For Sex-the accident to the hospital: doctor bizarre finds and spicy betrays excuses

I know that there are other colleagues differently, but I have actually, almost all understanding. This is also true for the always re-occurring, difficult to explain accidents during Sex with things that were not meant to be really suitable and never.

In my work as an emergency doctor, ambulance doctor, and things-from body openings-remove-the doctor was allowed to, I wonder often about what goods and culinary delicacies find their way into the male or female’s Anus or in the Vagina. But after the series.

The art of a good doctor, a good sister, a nurse, or a paramedic is to give the patient the feeling that a small Sexunfall is the most Normal thing in the world, and virtually every day-to-day can happen. Quasi-so, how to get in a dog pile or when Smoking Crack caught to be or to gain six million euros in the lottery.

That is to say: Here is a question of sensitivity, something that will dominate just Doctors with flying colors. O-tone of a Rhenish colleagues: “Wat is there in the Fott?” The answer was of course an awkward Silence.


Heinz-Wilhelm Esser is a specialist in Internal medicine, pulmonology, and emergency medicine. He is a senior doctor in Remscheid hospital.

Rarely, the Patient is bright in the ambulance, and reported with pride on the billiard ball, the wild love of the game is now ten inches deep in the rectum.
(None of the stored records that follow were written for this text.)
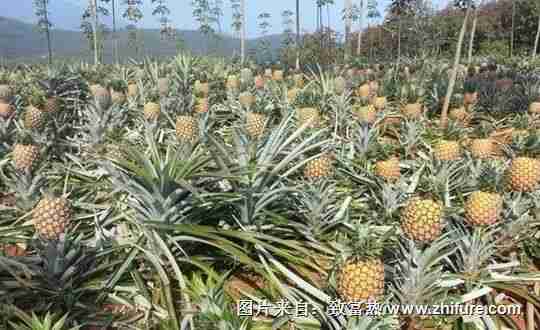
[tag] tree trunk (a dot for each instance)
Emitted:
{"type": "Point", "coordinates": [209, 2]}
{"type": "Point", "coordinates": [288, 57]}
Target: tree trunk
{"type": "Point", "coordinates": [47, 31]}
{"type": "Point", "coordinates": [535, 50]}
{"type": "Point", "coordinates": [348, 25]}
{"type": "Point", "coordinates": [453, 75]}
{"type": "Point", "coordinates": [115, 37]}
{"type": "Point", "coordinates": [243, 32]}
{"type": "Point", "coordinates": [93, 6]}
{"type": "Point", "coordinates": [513, 27]}
{"type": "Point", "coordinates": [297, 35]}
{"type": "Point", "coordinates": [473, 33]}
{"type": "Point", "coordinates": [360, 23]}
On The Contrary. The Affected it is usually very, very uncomfortable, and so wild and adventurous it was in the run-up to, the more embarrassing touched, and stiller is in contact with the helpers. (…)
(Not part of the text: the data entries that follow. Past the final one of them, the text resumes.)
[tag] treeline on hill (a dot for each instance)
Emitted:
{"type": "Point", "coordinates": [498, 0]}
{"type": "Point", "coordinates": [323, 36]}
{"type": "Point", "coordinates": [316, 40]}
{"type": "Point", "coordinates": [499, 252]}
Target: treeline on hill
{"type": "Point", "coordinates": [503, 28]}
A popular game between couples of any gender, but also of the sole holders is often practiced, is the hiding place. The Area in which hides may be, is limited to the body openings below the belly button may be selected to be hidden from the game Manager.

Reusable bottle to screwdriver

To me has not opened up yet, the criteria according to which the game device is selected. It depends on the accessibility or availability or of the Form? The fact is, that in the case of meat eaters, often fruit in all its diversity to satisfy “öngerum”, such as the Rhinelander says, must serve.

Here is a small list of things I was allowed to self-bergen “is”:

1. Vibrator

2. Banana

3. Cucumber

4. Zucchini

5. Boiled Egg

6. Reusable bottle

7. Ballpoint pen

8. Screwdriver

9. Inhalation spray

10. Phone

As already mentioned, it is rather unusual that the victim called the child by name, to learn faster help. Instead, a blush decorates often the face of the person Concerned, it is mumble or a whisper and hysterical giggling. But there are also, of course, significantly better situations than to identify, in the emergency room at the sign of the mishap.

The excuses of the patient are always the same

Interestingly, patients show little inventiveness when it comes to the sequence of events – which I think is a great pity, because it interested me. An often-belonged to history is, in a lot of fruits edge is located in the bathroom of the patient on the when, the Patient was just on the way in the tub or out of the tub, and then unfortunately crashed, the Kiwi, or banana, or other vitamin-containing found its way in to the Popo.

I nod then always very friendly, confirm the patient in his credibility, and congratulate him on his luck that he is only on the fruit and not on the back of the head like that.

Here is the Newsletter of ‘health’ subscribe

Reports, Videos, backgrounds: From Monday to Friday, provided you FOCUS Online with the most important messages from the health Department. Here you can subscribe to the Newsletter easily and free of charge.

In most cases, you can get the items easily recovered, and the poor Patient can leave – usually slightly wide-legged with a limp – the hospital. Worse, if you can nachwinken despite the anal spreader, the gripper and excellent finger dexterity – the subject on its way into the Interior.

Especially in the case of vibrators, this is a risk, since these can move because of their property of the Vibration in a very effective forward. In my time as a PJler, so in the practical year in the surgical Department of the University hospital, I was called to a man who had pain greatest lower abdomen. When it came to him, it was clear, what was the unlucky one, as it buzzed funny out of his belly: When you have fun with herself and a Vibrator, the return was torn cord, and the Vibrator was already on the way through the colon, according to the Motto: “I’m out of here.”

After the Removal of the Patient wanted to have his Vibrator back

Thus, the Patient buzzed the first time in the radiology Department, in the several recordings of his belly were made to the approximate localization estimate. In the following meeting, incredulous Silence, then: It was not a case of a Vibrator of normal dimensions, but the blue whale, the vibrators, the Brontosaurus of sexual gratification – in short: a Monster of a Vibrator. Each of us thought the same thing: How did that fit?

The Patient was operated on after that, without complications, and the Vibrator is removed from the body. From the anesthesia awake, he dared hardly in her senses to ask, “Can I have it back? The was new and expensive.“ A finder’s fee in a case like this, by the way, is not common and reusable bottles remain in the possession of the holder.